Kreismusikschule Bamberg: Ein fulminanter Abschied bei „Guitarissimo“

Am vergangenen Samstag fand ein besonderes Ereignis in der Steigerwaldhalle Burgebrach statt: Die Fachschaft Zupfinstrumente der Kreismusikschule Bamberg veranstaltete ihr diesjähriges Fachbereichskonzert „Guitarissimo“ – zum letzten Mal unter der Leitung von Frank Bochmann, der seit der Gründung der Kreismusikschule dabei ist und den Fachbereich Gitarre 26 Jahre lang führte.

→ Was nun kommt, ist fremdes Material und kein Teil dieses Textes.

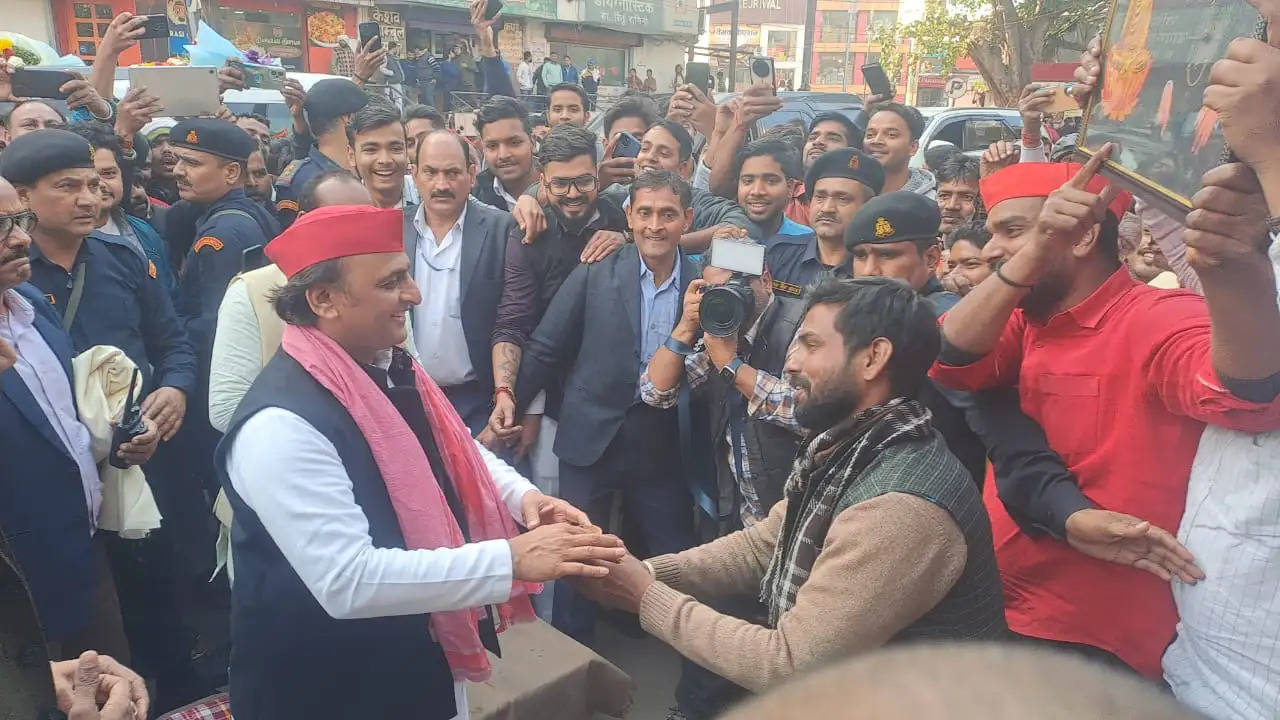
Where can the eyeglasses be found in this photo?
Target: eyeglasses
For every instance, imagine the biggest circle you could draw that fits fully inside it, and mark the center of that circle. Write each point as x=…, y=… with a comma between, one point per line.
x=560, y=186
x=24, y=220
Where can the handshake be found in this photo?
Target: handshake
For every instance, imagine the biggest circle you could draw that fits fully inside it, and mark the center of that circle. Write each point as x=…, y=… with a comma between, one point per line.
x=562, y=542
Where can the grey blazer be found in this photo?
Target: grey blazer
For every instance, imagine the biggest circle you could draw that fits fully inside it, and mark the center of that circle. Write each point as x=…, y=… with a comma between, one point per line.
x=484, y=247
x=590, y=336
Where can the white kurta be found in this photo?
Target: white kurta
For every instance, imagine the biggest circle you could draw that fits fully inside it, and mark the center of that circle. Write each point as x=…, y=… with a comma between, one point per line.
x=311, y=514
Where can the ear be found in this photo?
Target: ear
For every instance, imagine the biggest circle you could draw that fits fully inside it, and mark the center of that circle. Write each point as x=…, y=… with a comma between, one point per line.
x=876, y=358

Guitarissimo (Quelle: Christina Heurik)

Guitarissimo (Quelle: Christina Heurik)

In dem abwechslungsreichen Programm kamen Freunde der Gitarrenmusik auf ihre Kosten. Zu hören waren Gitarrenspielkreise, Folkband, Solisten und Preisträger des Wettbewerbes „Jugend Musiziert“. Sie gaben Gitarrenmusik aus fünf Jahrhunderten, von Renaissance bis Jazz, Folk, Bossa Nova sowie Pop und Rock zum Besten. Obwohl alle Beiträge von hoher Qualität waren, sollte man den Auftritt von Jonas Waldmüller hervorheben, der nach insgesamt 15 Jahren Unterricht an der Kreismusikschule mit „Ocean“ von John Butler sein Meisterstück vortrug.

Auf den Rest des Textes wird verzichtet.